246 000 élèves exclus annuellement

DEBAT SUR LE SYSTÈME SCOLAIRE À ORAN

LIBERTÉ 20/10/2007

246 000 élèves exclus annuellementLa déperdition scolaire en Algérie touche de plein fouet la population en âge de scolarité, soit un tiers en milieu urbain et le double en milieu rural, alors que les valeurs de l’école s’érodent de façon délétère. En termes chiffrés, cela donne 246 000 élèves qui quittent l’école chaque année sans perspective de formation pédagogique ou professionnelle.

Ce constat fait par Mme Nouria Remaoun-Benghabrit, sociologue, directrice du Centre de recherche en anthropologie sociale et culturelle (CRASC) hier, à Oran lors d’un colloque ayant pour thème “Quelle école pour quelle société ?”, renseigne sur l’étendue de l’ampleur de la déliquescence de l’école algérienne. En présentant un bilan chiffré, la sociologue a surtout voulu démontrer le rôle de l’école dans ses dimensions pédagogique, éducatrice et distributrice de compétences à travers le passage du primaire au secondaire.

À ces chiffres s’ajoutent 10,95% d’élèves qui préfèrent quitter les bancs de l’école à cause de l’éloignement et 21,17% autres élèves le font sur la base d’une décision parentale. “Cette situation s’explique par le blocage du système scolaire né après 1970 et qui a enregistré une véritable hémorragie dans le corps enseignant”, souligne l’oratrice. Ce colloque organisé pour la première fois à Oran par les Débats d’El Watan aura permis de relever le caractère “gélatineux” de ce qui fut l’école d’après 1970. Aïssa Kadri, sociologue, professeur des universités Orléans/Tours et directeur de l’Institut Maghreb-Europe, aborde pour sa part, la problématique univoque du décalage-certification de la qualification de l’étudiant.

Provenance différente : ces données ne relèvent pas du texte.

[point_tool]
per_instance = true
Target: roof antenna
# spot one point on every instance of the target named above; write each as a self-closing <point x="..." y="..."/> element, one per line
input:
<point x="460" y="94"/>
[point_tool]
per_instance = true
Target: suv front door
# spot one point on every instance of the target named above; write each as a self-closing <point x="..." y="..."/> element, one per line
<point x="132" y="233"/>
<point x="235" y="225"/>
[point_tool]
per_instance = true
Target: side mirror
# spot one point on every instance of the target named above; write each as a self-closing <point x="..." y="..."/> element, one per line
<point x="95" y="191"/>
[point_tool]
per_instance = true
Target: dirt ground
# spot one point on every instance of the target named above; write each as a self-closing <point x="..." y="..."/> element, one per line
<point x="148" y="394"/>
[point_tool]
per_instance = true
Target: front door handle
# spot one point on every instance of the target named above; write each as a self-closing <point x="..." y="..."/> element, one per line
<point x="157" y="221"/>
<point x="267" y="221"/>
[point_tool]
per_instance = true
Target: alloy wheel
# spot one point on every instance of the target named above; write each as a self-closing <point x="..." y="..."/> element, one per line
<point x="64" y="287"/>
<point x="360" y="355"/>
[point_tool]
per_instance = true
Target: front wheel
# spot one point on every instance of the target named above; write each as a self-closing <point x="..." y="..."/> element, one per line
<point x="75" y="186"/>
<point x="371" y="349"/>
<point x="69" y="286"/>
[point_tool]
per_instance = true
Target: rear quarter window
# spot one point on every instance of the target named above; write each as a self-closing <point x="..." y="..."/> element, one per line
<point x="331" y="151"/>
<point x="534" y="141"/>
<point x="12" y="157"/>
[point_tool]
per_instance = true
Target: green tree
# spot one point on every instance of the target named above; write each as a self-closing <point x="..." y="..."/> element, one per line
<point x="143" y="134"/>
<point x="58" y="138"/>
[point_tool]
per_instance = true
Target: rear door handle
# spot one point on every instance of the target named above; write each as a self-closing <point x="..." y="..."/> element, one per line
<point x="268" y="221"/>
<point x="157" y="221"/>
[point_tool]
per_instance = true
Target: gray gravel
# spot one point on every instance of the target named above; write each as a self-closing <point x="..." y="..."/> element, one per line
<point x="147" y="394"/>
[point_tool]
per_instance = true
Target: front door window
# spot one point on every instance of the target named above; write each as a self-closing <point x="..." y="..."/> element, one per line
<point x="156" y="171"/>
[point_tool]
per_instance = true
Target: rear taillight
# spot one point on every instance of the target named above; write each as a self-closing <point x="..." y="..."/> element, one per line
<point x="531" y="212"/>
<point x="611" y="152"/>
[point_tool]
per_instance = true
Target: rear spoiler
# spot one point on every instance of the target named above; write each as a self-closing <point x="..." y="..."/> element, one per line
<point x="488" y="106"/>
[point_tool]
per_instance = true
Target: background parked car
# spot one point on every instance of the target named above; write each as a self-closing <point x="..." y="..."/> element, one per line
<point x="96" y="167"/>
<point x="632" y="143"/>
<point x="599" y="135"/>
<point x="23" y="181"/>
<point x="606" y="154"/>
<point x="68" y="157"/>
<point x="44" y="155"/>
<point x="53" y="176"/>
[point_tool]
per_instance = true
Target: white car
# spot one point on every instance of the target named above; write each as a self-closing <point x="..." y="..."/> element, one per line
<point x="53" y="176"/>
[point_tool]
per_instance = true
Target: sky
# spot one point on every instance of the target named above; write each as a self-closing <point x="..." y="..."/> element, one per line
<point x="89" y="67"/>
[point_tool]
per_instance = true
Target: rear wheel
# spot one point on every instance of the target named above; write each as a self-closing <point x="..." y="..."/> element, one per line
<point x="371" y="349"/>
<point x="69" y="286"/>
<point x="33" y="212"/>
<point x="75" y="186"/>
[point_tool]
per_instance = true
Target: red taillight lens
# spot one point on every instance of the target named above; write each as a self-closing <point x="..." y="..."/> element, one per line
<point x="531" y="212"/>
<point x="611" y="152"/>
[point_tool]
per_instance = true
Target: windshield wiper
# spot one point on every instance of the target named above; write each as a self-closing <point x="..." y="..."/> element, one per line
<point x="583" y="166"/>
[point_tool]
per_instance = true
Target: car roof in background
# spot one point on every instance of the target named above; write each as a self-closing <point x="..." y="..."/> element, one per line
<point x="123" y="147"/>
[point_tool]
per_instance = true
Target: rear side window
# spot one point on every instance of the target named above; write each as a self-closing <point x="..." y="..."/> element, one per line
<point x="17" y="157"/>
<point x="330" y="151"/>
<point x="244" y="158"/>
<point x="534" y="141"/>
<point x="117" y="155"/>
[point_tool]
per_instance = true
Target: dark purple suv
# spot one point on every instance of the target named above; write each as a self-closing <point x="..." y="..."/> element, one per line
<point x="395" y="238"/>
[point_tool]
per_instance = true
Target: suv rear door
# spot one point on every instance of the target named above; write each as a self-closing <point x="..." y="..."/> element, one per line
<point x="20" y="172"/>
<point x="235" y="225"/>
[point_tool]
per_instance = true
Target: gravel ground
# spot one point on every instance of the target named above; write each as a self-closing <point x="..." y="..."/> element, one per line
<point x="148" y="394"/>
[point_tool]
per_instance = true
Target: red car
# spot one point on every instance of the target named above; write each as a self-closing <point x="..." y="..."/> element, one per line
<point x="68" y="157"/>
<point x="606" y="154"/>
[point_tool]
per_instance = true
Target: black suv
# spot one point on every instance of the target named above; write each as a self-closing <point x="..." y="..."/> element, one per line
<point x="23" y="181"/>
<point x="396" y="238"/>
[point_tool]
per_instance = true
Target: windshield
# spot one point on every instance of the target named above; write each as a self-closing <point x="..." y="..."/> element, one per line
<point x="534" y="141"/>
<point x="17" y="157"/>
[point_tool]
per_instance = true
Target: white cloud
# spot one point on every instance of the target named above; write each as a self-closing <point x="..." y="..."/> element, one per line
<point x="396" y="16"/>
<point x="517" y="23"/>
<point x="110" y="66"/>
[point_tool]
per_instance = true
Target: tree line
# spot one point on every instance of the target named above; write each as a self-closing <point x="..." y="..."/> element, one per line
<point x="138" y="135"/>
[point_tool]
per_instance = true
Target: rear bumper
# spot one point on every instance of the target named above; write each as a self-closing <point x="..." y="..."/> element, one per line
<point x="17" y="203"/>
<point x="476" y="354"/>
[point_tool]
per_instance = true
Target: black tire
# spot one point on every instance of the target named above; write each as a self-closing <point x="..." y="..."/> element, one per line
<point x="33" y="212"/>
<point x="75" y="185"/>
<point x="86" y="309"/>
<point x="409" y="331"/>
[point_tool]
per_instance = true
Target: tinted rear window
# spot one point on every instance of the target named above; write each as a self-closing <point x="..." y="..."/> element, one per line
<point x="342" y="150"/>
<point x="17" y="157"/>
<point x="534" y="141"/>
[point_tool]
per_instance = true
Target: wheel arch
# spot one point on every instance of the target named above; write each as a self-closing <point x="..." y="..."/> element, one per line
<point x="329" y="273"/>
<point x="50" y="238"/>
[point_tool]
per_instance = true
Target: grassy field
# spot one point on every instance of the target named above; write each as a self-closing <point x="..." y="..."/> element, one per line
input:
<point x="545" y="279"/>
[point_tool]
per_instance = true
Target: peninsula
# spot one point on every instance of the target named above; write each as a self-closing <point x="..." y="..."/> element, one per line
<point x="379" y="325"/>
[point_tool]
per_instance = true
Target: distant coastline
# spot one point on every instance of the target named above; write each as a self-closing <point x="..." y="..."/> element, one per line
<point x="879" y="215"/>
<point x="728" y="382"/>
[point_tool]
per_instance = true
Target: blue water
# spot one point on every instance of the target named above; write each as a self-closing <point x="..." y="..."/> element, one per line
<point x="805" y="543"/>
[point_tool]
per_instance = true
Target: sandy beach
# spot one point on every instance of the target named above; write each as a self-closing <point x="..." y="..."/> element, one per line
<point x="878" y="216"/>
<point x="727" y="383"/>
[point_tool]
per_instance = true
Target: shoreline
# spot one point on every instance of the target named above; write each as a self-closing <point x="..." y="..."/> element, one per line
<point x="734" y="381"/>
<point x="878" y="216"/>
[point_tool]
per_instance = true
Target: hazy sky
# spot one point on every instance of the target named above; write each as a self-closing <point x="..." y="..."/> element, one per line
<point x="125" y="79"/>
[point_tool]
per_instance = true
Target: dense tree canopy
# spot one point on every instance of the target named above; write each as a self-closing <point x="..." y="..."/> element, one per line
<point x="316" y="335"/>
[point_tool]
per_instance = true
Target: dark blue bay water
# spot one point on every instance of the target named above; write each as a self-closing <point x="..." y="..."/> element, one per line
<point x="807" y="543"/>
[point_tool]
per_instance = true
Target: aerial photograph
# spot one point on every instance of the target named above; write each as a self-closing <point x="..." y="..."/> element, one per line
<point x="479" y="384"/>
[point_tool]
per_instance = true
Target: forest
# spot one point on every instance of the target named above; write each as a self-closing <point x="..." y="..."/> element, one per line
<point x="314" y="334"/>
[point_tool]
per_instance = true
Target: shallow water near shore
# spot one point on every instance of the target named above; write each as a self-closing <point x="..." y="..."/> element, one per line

“Un nombre incalculable de chômeurs diplômés subissent le délitement du système de l’enseignement en Algérie à cause justement de l’absence d’un bilan d’évaluation, concocté le plus souvent en catimini par des politiques à l’aide de statistiques manipulées”, affirme le conférencier. À ses yeux, l’élaboration d’une charte de l’éducation nationale, la réorganisation des temps pédagogiques, la définition d’établissements scolaires-pilotes, l’agrégation de l’école par rapport aux besoins locaux, les cycles de reclyclage au bénéfice des enseignants sous formés sont autant de canevas qui plaident pour un renouveau de l’école algérienne. “Entre 1990 et 2000, la massification dévalorisante du système scolaire en Algérie a été à l’origine de la faille du système scolaire. Car il est le fait de la non-transparence et de l’intervention des bureaux d’études étrangers qui réfléchissent à notre place sur un système scolaire adapté conjoncturellement à notre système”, observe Aïssa Kadri. Déplorant le fait que seulement 30% d’élèves arrivent au baccalauréat, l’intervenant a rappelé le départ massif de 8 500 enseignants au lendemain de l’Indépendance.

Ces derniers, explique-t-il, ont choisi de partir après avoir refusé de s’aligner sur les mêmes droits de travail à l’instar des autres travailleurs. Autre fait marquant relevé par l’orateur a trait à l’admission des étudiants au sein des universités du pays. “L’université algérienne est confrontée au dilemme de l’origine sociale et non de la compétence qui prime dans l’orientation des étudiants dans les différentes filières”, ajoute le sociologue.

Ainsi, il apparaît que 80% des étudiants échouent lors de la première année de tronc commun et 60% terminent leurs études en sept ans au lieu de cinq. En 2006, 29 établissements habilités ont délivré 770 LMD licence-master-doctorat dont 612 académiques et 158 professionnelles contre seulement 328 licences dont 266 académiques et 52 professionnelles en 2007.